When Life's Not Fair - My Meaningless Pity Party

Saturday, September 12, 2015

Yesterday I woke up and started the day off with a personal pity party.  Lola was awake half the night coughing which made for horrible sleeping.  Then, at 4:30 a.m. as I was getting her a cup of cold water to help soothe her throat, I fell down the stairs at 35.5 weeks pregnant.  Luckily I escaped with just a bruised arm, but damn it hurt.  I then cried for a half hour because of my throbbing arm and because I was over the day already.  I got into the shower before my alarm went off and went to make coffee only to find we were out of sugar. The tears started flowing again.  Luckily I was so early that I had time to stop at Starbucks only to be given an iced latte instead of my beloved iced Carmel coffee.  The eyes were welling up once again my friends.

But things changed as I got an early notification from a friend on Facebook. 
A friend I worked with at my very first job out of college was given hours to live.

She had been battling Stage 4 breast cancer for over a year.
She was 32 years young.

Immediately my heart hurt.  It hurt for her husband and her two young children.  It hurt for her mom and dad who had to watch their own child in pain.  It hurt because it wasn't fair.

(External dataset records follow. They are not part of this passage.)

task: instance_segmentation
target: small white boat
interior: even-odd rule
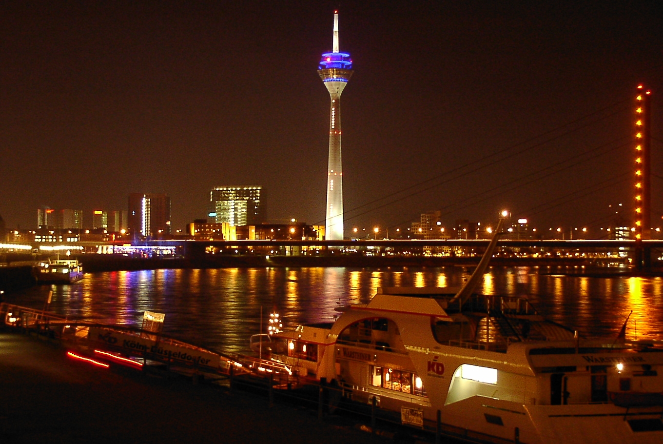
[[[40,262],[34,268],[37,283],[73,283],[83,279],[83,265],[75,259]]]
[[[333,323],[252,345],[353,402],[466,441],[663,443],[663,346],[582,338],[526,299],[473,294],[497,239],[461,289],[382,288]]]

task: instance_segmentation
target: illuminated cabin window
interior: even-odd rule
[[[463,379],[471,379],[486,384],[497,384],[497,370],[495,368],[463,364],[456,370],[457,374],[458,372],[460,372],[459,376]]]
[[[318,344],[302,341],[289,341],[288,356],[307,361],[318,362]]]
[[[426,396],[424,384],[416,373],[377,366],[369,366],[369,383],[374,387]]]
[[[458,402],[473,396],[500,399],[495,385],[497,370],[463,364],[453,372],[444,405]]]

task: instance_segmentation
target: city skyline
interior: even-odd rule
[[[660,223],[656,2],[396,5],[4,5],[7,228],[44,206],[124,208],[138,190],[171,196],[174,230],[218,183],[263,184],[274,220],[324,221],[328,96],[310,66],[337,9],[362,60],[344,100],[346,227],[502,208],[605,225],[609,205],[633,206],[640,82]]]

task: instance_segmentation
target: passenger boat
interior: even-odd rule
[[[53,259],[34,267],[37,283],[73,283],[83,279],[83,265],[75,259]]]
[[[333,323],[252,346],[353,402],[463,441],[663,443],[660,344],[581,338],[526,299],[473,293],[499,231],[461,289],[381,288]]]

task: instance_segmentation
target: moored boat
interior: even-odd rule
[[[83,279],[83,265],[75,259],[40,262],[34,267],[37,283],[73,283]]]
[[[381,288],[333,323],[254,343],[353,402],[466,441],[663,443],[663,346],[580,337],[526,299],[473,293],[497,240],[461,289]]]

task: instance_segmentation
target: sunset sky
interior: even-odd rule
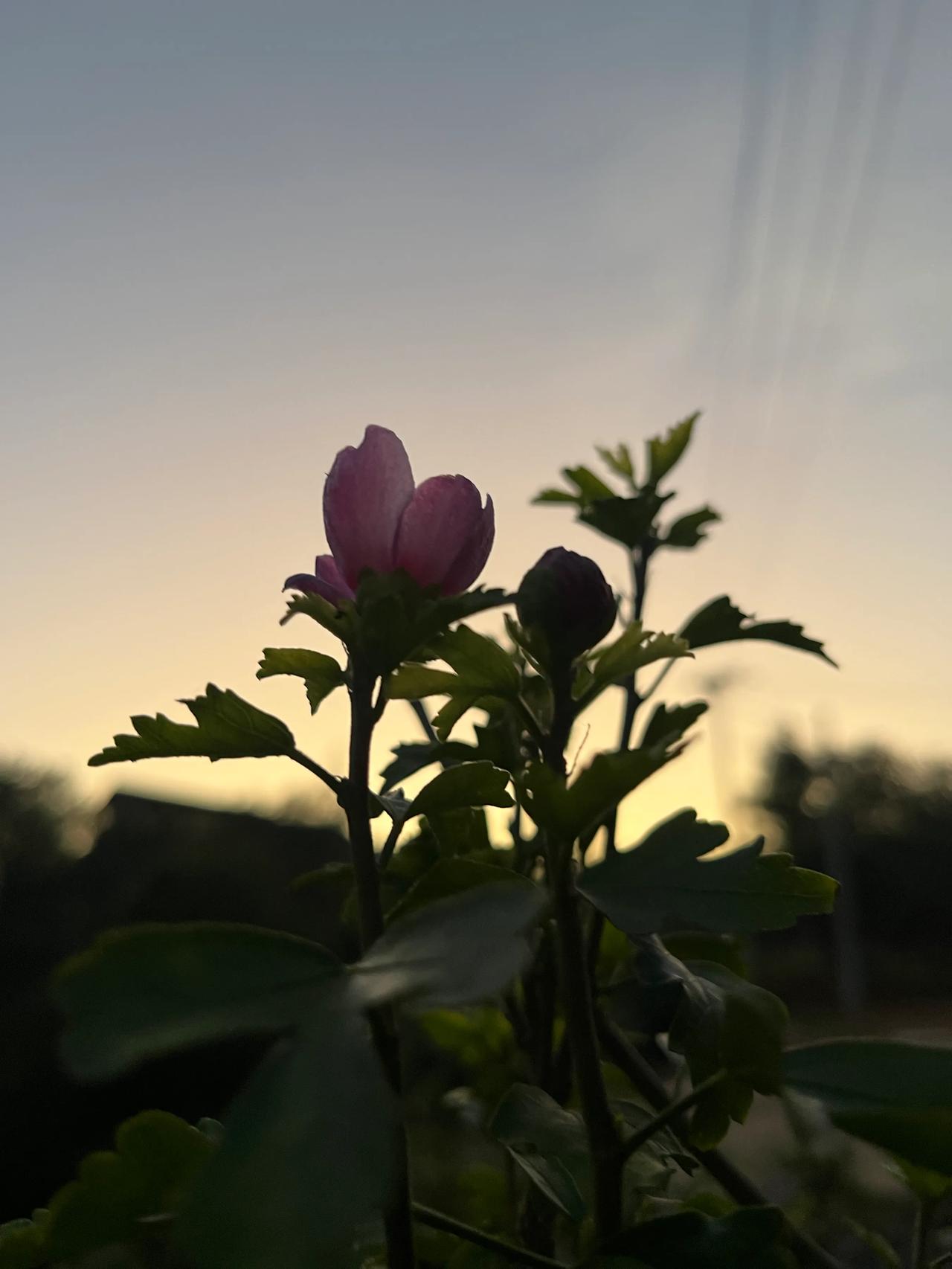
[[[339,448],[383,424],[491,492],[489,584],[562,543],[621,585],[529,499],[702,407],[682,506],[726,523],[649,626],[726,591],[842,669],[679,667],[739,678],[628,830],[731,813],[781,726],[952,758],[951,53],[947,0],[3,5],[0,756],[281,807],[278,759],[84,764],[211,680],[340,768],[343,697],[254,678],[331,651],[277,623]]]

I drove the short way to work in silence and in tears because as a mother of almost three I can't imagine what her family is going through.  My personal pity party dissipated as I realized I should be thankful for the time I had with my children, even if it means waking up at all hours of the night.  Yes, I was exhausted but that means nothing.  I have my health and the ability to get up and help my children whenever they need me.  The realization that I cried because my ego was bruised more than my arm but it was a pain that I could control - not one that was taking over my body made me feel embarrassed because it was miniscule to the pain she was feeling and had been for the past year.  And then I remembered my foolish tears over coffee.  COFFEE. 
The pity party stopped right there.

Sadly my friend lost her battle with this horrible beast yesterday afternoon.

I continue to think about her family, her husband and her two young children.  I pray for strength, peace and healing as they travel this road of grief from now until forever.  I hope that they will come to an understanding as to why something so heartbreaking and horrible would happen to their family. 

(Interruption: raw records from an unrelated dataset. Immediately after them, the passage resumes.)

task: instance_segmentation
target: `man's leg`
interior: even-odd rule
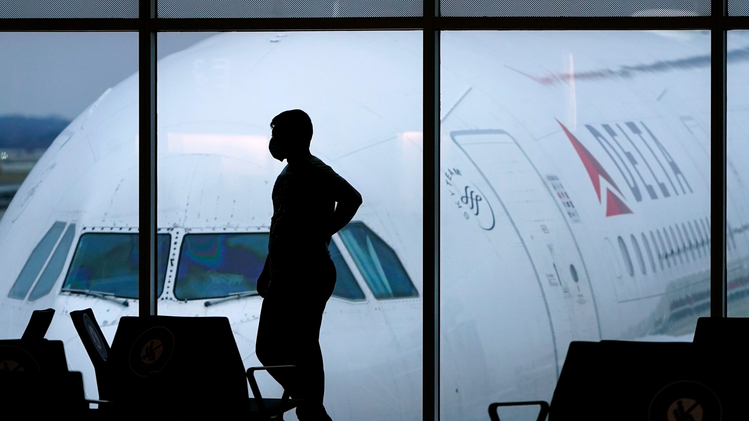
[[[268,295],[263,300],[255,345],[255,355],[263,366],[296,366],[296,348],[293,320],[289,313],[288,300],[284,297]],[[297,374],[289,370],[269,370],[292,396],[297,391]]]

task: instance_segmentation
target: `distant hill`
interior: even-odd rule
[[[58,117],[0,115],[0,148],[46,148],[70,123]]]

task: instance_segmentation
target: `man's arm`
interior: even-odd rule
[[[336,210],[330,218],[330,234],[338,232],[346,224],[351,221],[357,210],[362,205],[362,195],[357,191],[348,181],[341,178],[336,183],[333,198],[338,202]]]

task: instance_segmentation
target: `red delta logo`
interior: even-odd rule
[[[583,165],[585,166],[585,169],[588,172],[588,176],[590,177],[590,181],[593,184],[593,188],[595,190],[595,194],[598,196],[598,203],[601,203],[601,179],[603,178],[606,181],[608,184],[613,187],[619,195],[616,195],[613,192],[609,189],[608,186],[606,187],[606,216],[613,216],[615,215],[623,215],[625,213],[631,213],[632,210],[624,203],[624,200],[622,199],[624,195],[622,193],[622,190],[619,189],[616,186],[616,183],[613,181],[611,176],[609,175],[608,172],[604,169],[604,167],[601,166],[598,160],[593,157],[592,154],[590,153],[583,144],[580,142],[579,140],[574,135],[573,135],[567,127],[564,127],[559,120],[557,120],[560,126],[562,127],[562,130],[564,130],[565,135],[569,139],[569,141],[572,143],[572,146],[574,150],[577,152],[577,155],[580,156],[580,159],[583,161]],[[621,196],[621,198],[619,197]]]

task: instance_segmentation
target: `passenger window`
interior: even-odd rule
[[[341,250],[338,249],[336,243],[331,241],[328,249],[330,251],[330,258],[336,264],[336,288],[333,290],[333,294],[354,301],[364,300],[364,292],[359,288],[357,279],[354,278],[346,261],[343,260]]]
[[[697,242],[697,236],[694,234],[694,228],[692,228],[692,222],[687,221],[689,224],[689,231],[687,231],[687,225],[684,222],[682,222],[682,229],[684,230],[684,234],[687,236],[687,240],[689,240],[689,249],[692,250],[692,257],[694,257],[694,250],[697,250],[697,255],[700,258],[702,258],[702,250],[700,249],[700,243]],[[692,243],[692,238],[694,239],[694,244]]]
[[[648,237],[645,236],[645,233],[640,233],[642,234],[643,244],[645,245],[645,251],[648,253],[648,260],[650,261],[650,270],[655,273],[655,259],[653,258],[653,252],[650,249],[650,243],[648,242]]]
[[[16,278],[16,282],[10,287],[10,291],[7,293],[8,297],[16,300],[23,300],[26,297],[26,294],[34,285],[34,281],[36,280],[37,276],[39,275],[42,267],[44,266],[44,262],[46,261],[49,253],[55,247],[55,243],[57,243],[57,239],[60,237],[64,228],[65,222],[56,221],[46,231],[44,237],[42,237],[31,254],[28,255],[25,264],[21,269],[21,273]]]
[[[630,276],[634,276],[634,267],[632,266],[632,259],[629,258],[629,250],[627,249],[627,244],[621,237],[619,237],[619,248],[622,250],[622,258],[624,259],[624,265],[627,267],[627,273]]]
[[[679,261],[680,263],[684,263],[684,259],[682,258],[682,248],[679,246],[679,240],[676,239],[676,234],[673,231],[673,227],[669,226],[668,230],[671,231],[671,237],[673,239],[673,245],[676,246],[676,255],[679,256]],[[668,237],[667,235],[667,237]],[[686,255],[686,253],[684,253]],[[687,261],[689,261],[689,257],[687,257]]]
[[[684,250],[684,257],[687,258],[687,261],[689,261],[689,253],[687,252],[687,245],[689,244],[689,236],[687,235],[686,232],[682,233],[682,228],[679,228],[679,224],[676,224],[674,226],[676,227],[676,233],[679,234],[679,240],[682,242],[682,249]],[[685,241],[684,238],[686,237],[687,240]],[[689,247],[689,251],[692,253],[692,258],[697,258],[694,255],[694,250]]]
[[[690,226],[691,226],[691,223],[692,222],[689,222]],[[697,234],[700,234],[700,247],[706,246],[707,245],[707,243],[705,241],[705,237],[703,236],[702,229],[700,229],[700,224],[697,223],[697,220],[694,221],[694,228],[697,230]],[[707,252],[705,252],[705,253],[707,254]]]
[[[665,232],[665,231],[666,231],[666,230],[664,229],[664,232]],[[668,248],[667,248],[666,247],[666,243],[664,243],[664,241],[663,241],[663,236],[661,235],[661,230],[660,229],[656,229],[655,230],[655,233],[658,234],[658,241],[661,242],[661,248],[663,249],[663,255],[665,256],[665,258],[666,258],[666,263],[668,264],[668,267],[670,268],[671,267],[671,261],[670,261],[668,259],[668,258],[669,257],[673,257],[673,249],[671,248],[671,241],[670,241],[670,240],[668,239],[668,234],[666,234],[666,240],[668,241]],[[670,252],[669,252],[669,249],[670,249]],[[674,261],[673,264],[676,264],[676,262]]]
[[[268,255],[268,233],[185,235],[175,282],[178,300],[256,291]]]
[[[366,225],[351,222],[339,234],[376,298],[419,296],[395,252]]]
[[[644,275],[646,273],[645,270],[645,259],[643,258],[643,252],[640,249],[640,244],[637,243],[637,239],[634,237],[634,234],[629,234],[629,240],[632,242],[632,248],[634,249],[634,255],[637,257],[637,264],[640,264],[640,270],[642,271],[643,275]]]
[[[34,289],[28,294],[28,300],[34,301],[44,297],[52,291],[52,287],[55,286],[55,282],[60,277],[62,273],[62,267],[65,265],[65,259],[67,258],[67,252],[70,251],[70,244],[73,243],[73,237],[76,236],[76,224],[67,225],[65,234],[62,234],[62,240],[55,249],[49,262],[42,272],[42,276],[39,276],[37,285],[34,285]]]
[[[171,236],[160,234],[158,242],[158,292],[166,277]],[[123,298],[138,298],[137,234],[86,233],[78,240],[63,291],[91,291]]]
[[[665,269],[663,265],[664,256],[663,255],[663,253],[661,252],[661,249],[658,249],[658,241],[655,240],[655,234],[653,234],[653,231],[650,231],[650,240],[653,242],[653,248],[655,249],[655,254],[658,255],[658,261],[661,264],[661,270],[663,270]],[[664,252],[665,252],[665,250],[664,250]],[[670,267],[670,264],[669,267]]]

 Now I will take this time, this situation, to reflect on how lucky I am to have my health and hug my family even tighter today and everyday.  Life is too short and unfortunately it isn't always fair.  While I haven't talked to my friend in a few years, I am still grieving for her family and will continue to ask how this could happen to someone so young? 


I'm not a super religious person but I do believe that in even dark times like these, there is an answer.  Some kind of light that will eventually show through to make sense of the situation.

Cancer sucks.

RIP Karie.  I'm happy you are no longer in pain and in heaven with your daughter.